Chief Daniel Walden alerted dispatchers as he pushed down on the gas pedal to catch the pickup driver.
"Dispatchers let me know they got a call of a vehicle matching the description dropped off a load of undocumented right in that area that we were at," Walden said as the chase neared the county line.
At that point, the driver ditched the truck and took off on foot, with the officer on his heels.
Five minutes later, they emerged from the brush, the driver in handcuffs.
According to officials, that was just another typical day in Brooks County.
What isn't typical is the deputy making the arrest, Chief Walden. Walden is a school district police officer in Donna, Texas, nearly 80 miles away.
"It's something I took a personal interest in," said Walden. "We're law enforcement. We're not immigration. But we're human beings and we care about someone's life."
Brooks is one of the poorest counties in the nation. With enough funding to employ four deputies, that means only one deputy on duty each day. Brooks County is also home to one of the last border checkpoints into the interior of the United States.
Human smugglers are taking advantage of those facts, dropping off migrants, who are often left to wander and die within the thousands of acres of ranch land.
With more than 40 bodies already recovered this year, one deputy can quickly get overwhelmed.
So Walden, along with more than a dozen other peace officers from across the state, donate their time and their badges to help Brooks County tackle its immigration crisis.
"You take a county the size of Rhode Island and you put one deputy out there by himself, what are you going to do?" said Walden. "We are a brotherhood in law enforcement, which means when an officer needs help, we'll help them."
Following the traffic stop, it turned out the driver was undocumented, the truck wasn't his, and he was vague about his travel plans.

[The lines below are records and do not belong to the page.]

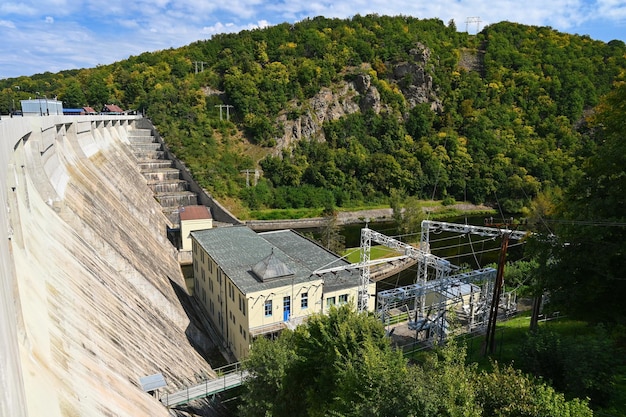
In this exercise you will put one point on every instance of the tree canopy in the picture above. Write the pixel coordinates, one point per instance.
(342, 364)
(500, 117)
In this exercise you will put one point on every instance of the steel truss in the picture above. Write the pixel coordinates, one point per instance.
(436, 279)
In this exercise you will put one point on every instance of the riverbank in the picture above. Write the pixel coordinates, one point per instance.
(380, 215)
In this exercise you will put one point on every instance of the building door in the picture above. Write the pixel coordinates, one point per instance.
(286, 308)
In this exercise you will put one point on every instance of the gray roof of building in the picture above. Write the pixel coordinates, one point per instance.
(238, 249)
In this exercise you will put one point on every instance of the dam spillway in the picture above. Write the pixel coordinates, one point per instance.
(89, 280)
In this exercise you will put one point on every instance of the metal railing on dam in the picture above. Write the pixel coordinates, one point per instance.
(229, 376)
(88, 279)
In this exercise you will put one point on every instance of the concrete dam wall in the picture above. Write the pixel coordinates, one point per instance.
(88, 280)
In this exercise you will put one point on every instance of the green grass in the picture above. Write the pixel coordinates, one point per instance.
(353, 255)
(511, 333)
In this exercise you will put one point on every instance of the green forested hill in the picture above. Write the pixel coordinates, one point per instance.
(493, 118)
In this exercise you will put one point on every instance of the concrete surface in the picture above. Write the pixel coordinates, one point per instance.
(87, 301)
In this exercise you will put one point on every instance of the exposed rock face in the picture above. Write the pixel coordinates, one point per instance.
(95, 304)
(360, 95)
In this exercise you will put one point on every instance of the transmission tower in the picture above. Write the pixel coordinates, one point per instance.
(471, 20)
(201, 65)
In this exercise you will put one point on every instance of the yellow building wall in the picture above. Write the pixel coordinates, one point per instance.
(234, 314)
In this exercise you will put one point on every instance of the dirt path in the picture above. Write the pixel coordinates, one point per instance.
(381, 215)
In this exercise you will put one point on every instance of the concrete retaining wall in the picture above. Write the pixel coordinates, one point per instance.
(219, 212)
(87, 287)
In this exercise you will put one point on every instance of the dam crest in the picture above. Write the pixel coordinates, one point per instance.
(89, 283)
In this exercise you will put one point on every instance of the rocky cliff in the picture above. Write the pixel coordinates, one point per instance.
(91, 291)
(359, 95)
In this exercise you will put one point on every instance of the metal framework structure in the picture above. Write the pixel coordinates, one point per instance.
(436, 278)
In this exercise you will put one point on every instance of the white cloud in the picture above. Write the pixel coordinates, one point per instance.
(7, 24)
(138, 26)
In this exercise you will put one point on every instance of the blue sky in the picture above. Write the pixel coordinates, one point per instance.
(53, 35)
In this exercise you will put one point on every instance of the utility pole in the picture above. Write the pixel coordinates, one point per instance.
(248, 171)
(472, 20)
(201, 65)
(228, 106)
(490, 337)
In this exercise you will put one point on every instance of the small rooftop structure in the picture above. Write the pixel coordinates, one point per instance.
(271, 267)
(193, 218)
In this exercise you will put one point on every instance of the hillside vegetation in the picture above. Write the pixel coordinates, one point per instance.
(341, 112)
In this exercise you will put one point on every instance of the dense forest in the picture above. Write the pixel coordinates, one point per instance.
(496, 118)
(376, 109)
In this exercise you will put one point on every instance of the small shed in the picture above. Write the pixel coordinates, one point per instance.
(112, 109)
(193, 218)
(41, 106)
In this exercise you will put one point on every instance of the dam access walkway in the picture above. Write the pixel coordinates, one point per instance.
(229, 376)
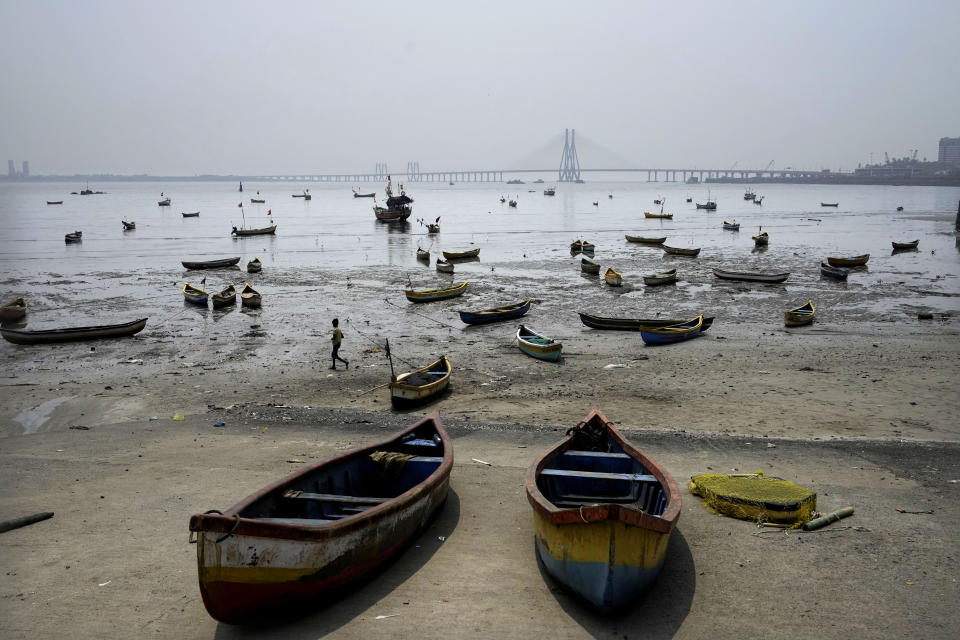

The driver will be charged with felony evasion.
Walden named his group the Border Brotherhood, and in less than 3 months, Brooks County 911 response times have improved, along with the survival rates for the undocumented migrants.
County officials admit to being skeptical at first of the volunteers who've padded their ranks. But Brooks County Chief Deputy Bennie Martinez said they have come to accept the reserve deputies and their help.
"They're coming at their own dime, looking for nothing in return," said Martinez "Those are hard to come by. People just don't do things like that anymore."
Austin Malone is from San Antonio. In his free time, he's a volunteer deputy.
"Back in San Antonio I go to school, and have a part time job working security," said Malone. "I don't want people to get lost and die."
Roel Reyes is from Pharr, Texas, and was issued his bulletproof vest Wednesday. The vest, like the rest of the gear the Border Brotherhood carry, is donated.
"Today's my first day, just got swore in," said Reyes.
Malone and Reyes said the crime-fighting experience will be invaluable for their future careers. And both say there's no value you can place on rescuing people in trouble.
"Help out people, protect lives and save people, that's what also brought me out here, too," said Reyes.
"We're here to save lives. Every person we're able to recover is somebody who is not going to die in the brush," said Walden.